Show HN: Devo – GitHub Trending, Hacker News and Product Hunt on New Tab - karakanb
https://chrome.google.com/webstore/detail/devo/elkhalpmbmbaeoemecpcfdcoekmpgmdm
======
karakanb
Hi everyone,

My name is Burak and I have built an open-source extension for both Google
Chrome and Mozilla Firefox that replaces the new tab with a beautiful
representation of GitHub Trending, Hacker News, and Product Hunt front pages.
My main idea was to stay up-to-date with these platforms without spending
extra effort, which is why this is a new-tab extension.

Google Chrome:
[https://chrome.google.com/webstore/detail/devo/elkhalpmbmbae...](https://chrome.google.com/webstore/detail/devo/elkhalpmbmbaeoemecpcfdcoekmpgmdm)

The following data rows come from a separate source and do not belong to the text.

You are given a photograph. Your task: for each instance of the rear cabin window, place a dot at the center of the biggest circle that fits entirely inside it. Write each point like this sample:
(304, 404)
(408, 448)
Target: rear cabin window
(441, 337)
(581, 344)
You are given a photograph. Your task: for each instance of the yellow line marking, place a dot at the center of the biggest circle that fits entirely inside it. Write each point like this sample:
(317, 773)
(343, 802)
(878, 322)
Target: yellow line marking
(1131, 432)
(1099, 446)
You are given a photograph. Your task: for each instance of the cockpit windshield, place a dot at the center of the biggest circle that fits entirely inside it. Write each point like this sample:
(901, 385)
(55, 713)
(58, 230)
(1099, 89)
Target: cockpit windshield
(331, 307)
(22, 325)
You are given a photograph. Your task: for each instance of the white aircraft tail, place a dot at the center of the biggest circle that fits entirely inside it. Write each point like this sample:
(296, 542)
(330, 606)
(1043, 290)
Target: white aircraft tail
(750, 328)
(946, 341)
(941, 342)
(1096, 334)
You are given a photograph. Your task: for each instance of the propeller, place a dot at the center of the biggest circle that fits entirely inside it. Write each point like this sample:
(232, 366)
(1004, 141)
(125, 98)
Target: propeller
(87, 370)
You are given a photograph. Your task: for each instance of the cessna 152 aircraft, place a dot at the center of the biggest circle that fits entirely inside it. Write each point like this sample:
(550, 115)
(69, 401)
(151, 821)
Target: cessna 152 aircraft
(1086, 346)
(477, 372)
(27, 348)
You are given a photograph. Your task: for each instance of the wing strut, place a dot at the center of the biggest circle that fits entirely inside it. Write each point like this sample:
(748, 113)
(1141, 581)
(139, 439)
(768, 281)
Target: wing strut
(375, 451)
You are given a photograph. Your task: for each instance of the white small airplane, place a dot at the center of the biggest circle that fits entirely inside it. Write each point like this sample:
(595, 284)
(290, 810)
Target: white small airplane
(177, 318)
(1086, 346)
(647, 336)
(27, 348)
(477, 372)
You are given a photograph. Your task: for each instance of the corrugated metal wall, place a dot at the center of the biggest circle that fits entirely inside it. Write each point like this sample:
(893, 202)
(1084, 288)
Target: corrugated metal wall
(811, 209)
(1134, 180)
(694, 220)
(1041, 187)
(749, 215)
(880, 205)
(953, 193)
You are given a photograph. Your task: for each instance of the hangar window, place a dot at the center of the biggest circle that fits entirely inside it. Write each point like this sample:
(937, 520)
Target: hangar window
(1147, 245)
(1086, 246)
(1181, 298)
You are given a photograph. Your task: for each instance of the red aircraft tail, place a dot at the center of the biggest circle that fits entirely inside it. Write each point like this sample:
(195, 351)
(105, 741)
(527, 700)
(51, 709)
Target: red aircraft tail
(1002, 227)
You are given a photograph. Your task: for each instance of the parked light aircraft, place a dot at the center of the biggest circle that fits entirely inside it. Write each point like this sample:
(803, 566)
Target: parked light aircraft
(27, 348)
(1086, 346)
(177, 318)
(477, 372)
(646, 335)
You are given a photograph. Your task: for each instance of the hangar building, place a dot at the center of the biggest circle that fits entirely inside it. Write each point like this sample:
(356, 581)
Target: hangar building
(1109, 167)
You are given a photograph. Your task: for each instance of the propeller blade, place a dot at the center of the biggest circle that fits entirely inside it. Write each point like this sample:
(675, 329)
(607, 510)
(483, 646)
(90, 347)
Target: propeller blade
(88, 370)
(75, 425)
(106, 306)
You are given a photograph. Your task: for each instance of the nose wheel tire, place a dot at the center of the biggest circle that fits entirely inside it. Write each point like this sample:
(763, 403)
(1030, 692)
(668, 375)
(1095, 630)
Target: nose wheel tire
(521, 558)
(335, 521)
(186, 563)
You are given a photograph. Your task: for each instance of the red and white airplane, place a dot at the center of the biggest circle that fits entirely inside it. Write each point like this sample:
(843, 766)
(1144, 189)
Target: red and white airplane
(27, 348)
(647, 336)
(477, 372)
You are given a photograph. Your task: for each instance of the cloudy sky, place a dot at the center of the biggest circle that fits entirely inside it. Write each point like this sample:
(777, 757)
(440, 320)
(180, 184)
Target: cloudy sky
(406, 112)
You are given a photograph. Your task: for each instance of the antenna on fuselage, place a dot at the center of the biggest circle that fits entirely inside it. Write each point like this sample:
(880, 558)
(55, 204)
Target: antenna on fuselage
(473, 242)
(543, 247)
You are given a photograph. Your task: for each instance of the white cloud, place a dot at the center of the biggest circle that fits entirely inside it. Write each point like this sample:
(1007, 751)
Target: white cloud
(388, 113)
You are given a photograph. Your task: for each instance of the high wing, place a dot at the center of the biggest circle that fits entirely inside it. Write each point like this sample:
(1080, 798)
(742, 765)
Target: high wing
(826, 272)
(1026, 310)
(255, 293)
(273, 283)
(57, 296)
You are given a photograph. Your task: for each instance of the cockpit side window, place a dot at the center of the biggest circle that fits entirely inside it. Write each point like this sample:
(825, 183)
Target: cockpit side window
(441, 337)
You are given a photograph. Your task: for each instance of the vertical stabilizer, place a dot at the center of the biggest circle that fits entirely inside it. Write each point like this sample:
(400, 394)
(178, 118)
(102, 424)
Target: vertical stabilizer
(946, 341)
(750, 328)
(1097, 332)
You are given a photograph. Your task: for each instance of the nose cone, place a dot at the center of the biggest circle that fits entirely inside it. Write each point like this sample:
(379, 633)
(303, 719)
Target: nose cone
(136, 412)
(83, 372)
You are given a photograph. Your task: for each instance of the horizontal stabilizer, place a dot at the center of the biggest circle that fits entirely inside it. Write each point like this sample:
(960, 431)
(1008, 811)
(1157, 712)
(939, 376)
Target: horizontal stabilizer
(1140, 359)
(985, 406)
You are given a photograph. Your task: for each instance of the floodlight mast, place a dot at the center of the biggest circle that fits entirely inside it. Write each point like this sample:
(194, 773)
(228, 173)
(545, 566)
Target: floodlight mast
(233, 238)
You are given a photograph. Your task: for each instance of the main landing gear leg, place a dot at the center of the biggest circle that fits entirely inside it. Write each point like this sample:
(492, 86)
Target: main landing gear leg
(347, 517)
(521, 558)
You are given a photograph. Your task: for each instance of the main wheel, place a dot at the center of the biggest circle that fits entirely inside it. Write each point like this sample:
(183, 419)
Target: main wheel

Mozilla Firefox: [https://addons.mozilla.org/en-US/firefox/addon/devo-new-
tab](https://addons.mozilla.org/en-US/firefox/addon/devo-new-tab)

The extension is developed on GitHub: therefore, any issues, feature requests
and contributions are very welcome!

[https://github.com/karakanb/devo](https://github.com/karakanb/devo)

Feel free to ask any questions or give feedback!